Absolutely. I'll totally admit that art is therapy – all art is a self-portrait, and all those cheesy things that aren’t cool. Yet also, with the B29 bomber, in learning that it was the most money America had ever spent – we spent more money on the B29 than we ever did on the Manhattan Project – that’s one thing. But also at the same time, this first light (the light from the explosion in Hiroshima) from the bomb detonated 1000 foot above ground, the flash of white light that nobody had every seen before was terrifying, and the pilot, Paul Tibbits’ sees the birth of a brand new world over his shoulder, which is why I have called the sculpture Axis Mundi – a spiritual sign, which depending on what you believe, is different for everyone. To fracture the atom, to create fission is in a sort of way a laugh in the way of God, in that the way we understand our world is drawn from the light that reflects off these base elements. Also, I don’t really edit where I go. Next year, I’m going to be racing a drag-car for a feature film we’re shooting.

You have been making these annual self-portraits, as a corpse in a coffin, a skeleton, or geometric blocks representing parts of your body – do these represent some sort of ritual self-cleansing?

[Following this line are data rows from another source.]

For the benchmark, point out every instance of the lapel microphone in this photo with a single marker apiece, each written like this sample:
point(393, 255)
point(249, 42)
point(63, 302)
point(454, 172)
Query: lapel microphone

Maybe, that’s where my ideas drag me I guess. I recognized when I was younger there was no real place for me, I couldn’t paint for example, I just found it too hard. Like how I recognised I could never be Goya or Velazquez, so I just gave it up. It’s a number of things. When I had my son I recognised there was a certain part of who I am that needed to be killed off, to purposefully undergo a change, or say when your voice breaks, it’s like a mini-death, a transformation. At the very end of the project there’ll be a picture of me dead, so maybe I never died! The lengths I go to make these pieces is kind of hilarious.

Everything Leads To AnOther by Matthew Day Jackson runs at Hauser & Wirth London, Savile Row until July 30 2011.